Exploring the Jupyter Ecosystem: An Empirical Study of Bugs and Vulnerabilities
Background. Jupyter notebooks are one of the main tools used by data scientists. Notebooks include features (configuration scripts, markdown, images, etc.) that make them challenging to analyze compared to traditional software. As a result, existing software engineering models, tools, and studies do not capture the uniqueness of Notebook’s behavior.
Aims. This paper aims at providing a large-scale empirical study of bugs and vulnerability in the Notebook ecosystems.
Method. Our quantitative analysis of two sources of notebooks (GitHub and Kaggle) indicates that due to the combination of configuration scripts, Python code, documentation, and output in the same documents, Notebooks are subject to many unique types of bugs that make Notebook projects hard to maintain. In addition, we further propose a new taxonomy for bugs in Jupyter Notebooks obtained from a qualitative analysis.
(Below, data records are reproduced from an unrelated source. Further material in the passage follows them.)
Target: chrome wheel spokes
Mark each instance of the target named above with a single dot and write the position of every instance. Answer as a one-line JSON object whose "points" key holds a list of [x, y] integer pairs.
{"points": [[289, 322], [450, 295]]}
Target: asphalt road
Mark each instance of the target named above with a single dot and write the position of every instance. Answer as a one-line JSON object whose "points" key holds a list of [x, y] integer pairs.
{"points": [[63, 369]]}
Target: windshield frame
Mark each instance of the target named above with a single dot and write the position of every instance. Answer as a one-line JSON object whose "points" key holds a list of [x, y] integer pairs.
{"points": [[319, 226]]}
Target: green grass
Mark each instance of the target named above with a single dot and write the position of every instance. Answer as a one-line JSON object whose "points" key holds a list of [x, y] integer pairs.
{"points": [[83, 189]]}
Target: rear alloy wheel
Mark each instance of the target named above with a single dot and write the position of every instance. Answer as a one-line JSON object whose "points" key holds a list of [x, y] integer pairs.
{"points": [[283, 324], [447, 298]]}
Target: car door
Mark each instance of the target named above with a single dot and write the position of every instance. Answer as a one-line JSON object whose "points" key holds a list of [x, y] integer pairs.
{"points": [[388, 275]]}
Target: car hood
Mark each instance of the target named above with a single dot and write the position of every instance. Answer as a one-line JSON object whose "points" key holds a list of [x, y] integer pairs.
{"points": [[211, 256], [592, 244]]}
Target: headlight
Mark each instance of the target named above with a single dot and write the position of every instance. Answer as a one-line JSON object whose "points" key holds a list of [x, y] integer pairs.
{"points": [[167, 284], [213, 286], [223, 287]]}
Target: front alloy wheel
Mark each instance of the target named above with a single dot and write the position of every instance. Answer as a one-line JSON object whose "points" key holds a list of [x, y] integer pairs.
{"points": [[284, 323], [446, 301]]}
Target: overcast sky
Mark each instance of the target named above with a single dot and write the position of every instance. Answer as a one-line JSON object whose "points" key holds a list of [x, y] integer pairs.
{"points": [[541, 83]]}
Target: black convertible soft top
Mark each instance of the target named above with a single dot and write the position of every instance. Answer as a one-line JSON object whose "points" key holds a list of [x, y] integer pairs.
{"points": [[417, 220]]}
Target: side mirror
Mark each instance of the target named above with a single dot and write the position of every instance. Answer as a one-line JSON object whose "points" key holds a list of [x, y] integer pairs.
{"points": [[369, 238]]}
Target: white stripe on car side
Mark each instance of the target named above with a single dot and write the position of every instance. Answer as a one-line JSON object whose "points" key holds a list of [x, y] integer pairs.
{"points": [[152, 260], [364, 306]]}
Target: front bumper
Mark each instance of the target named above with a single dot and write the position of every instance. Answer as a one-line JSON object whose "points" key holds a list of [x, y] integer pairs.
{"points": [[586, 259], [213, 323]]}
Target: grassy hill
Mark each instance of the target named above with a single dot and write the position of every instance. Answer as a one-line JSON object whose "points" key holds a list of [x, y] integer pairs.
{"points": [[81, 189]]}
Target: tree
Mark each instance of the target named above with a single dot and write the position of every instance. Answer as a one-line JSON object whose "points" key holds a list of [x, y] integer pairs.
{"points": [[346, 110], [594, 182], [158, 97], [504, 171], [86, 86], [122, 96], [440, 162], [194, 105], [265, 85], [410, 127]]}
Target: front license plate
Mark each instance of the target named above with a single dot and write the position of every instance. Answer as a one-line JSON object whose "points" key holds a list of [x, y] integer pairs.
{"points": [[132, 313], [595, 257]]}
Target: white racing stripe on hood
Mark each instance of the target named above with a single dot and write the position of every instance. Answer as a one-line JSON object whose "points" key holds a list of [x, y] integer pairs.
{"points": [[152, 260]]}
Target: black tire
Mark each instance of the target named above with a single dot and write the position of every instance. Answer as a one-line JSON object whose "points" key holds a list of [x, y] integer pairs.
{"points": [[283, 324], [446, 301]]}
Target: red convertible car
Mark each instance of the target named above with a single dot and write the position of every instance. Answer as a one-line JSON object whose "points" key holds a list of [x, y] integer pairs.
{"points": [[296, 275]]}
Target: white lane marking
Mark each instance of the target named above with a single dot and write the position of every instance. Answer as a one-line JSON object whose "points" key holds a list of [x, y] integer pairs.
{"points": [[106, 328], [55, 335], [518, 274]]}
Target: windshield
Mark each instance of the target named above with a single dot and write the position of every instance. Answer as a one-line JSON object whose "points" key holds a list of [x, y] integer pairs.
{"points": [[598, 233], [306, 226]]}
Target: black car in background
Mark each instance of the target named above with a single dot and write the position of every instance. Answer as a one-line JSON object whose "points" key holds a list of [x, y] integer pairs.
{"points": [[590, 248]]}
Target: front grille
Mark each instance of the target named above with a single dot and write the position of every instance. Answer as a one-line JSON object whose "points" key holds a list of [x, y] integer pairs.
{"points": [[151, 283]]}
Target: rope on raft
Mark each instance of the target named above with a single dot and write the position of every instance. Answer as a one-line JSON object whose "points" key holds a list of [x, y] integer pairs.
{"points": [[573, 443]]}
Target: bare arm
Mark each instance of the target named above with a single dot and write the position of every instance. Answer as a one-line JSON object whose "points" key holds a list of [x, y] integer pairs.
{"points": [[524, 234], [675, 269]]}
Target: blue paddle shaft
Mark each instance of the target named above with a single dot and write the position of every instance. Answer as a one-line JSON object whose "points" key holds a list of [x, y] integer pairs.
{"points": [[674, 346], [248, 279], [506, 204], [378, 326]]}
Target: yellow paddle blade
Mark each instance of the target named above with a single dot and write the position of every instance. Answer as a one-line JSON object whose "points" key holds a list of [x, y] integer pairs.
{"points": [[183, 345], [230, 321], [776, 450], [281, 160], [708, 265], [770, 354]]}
Results. Our findings highlight that configuration issues are among the most common bugs in notebook documents, followed by incorrect API usage. Finally, we explore common vulnerabilities associated with popular deployment frameworks to better understand risks associated with Notebook development.
Conclusions. This work highlights that notebooks are less well-supported than traditional software, resulting in more complex code, misconfiguration, and poor maintenance.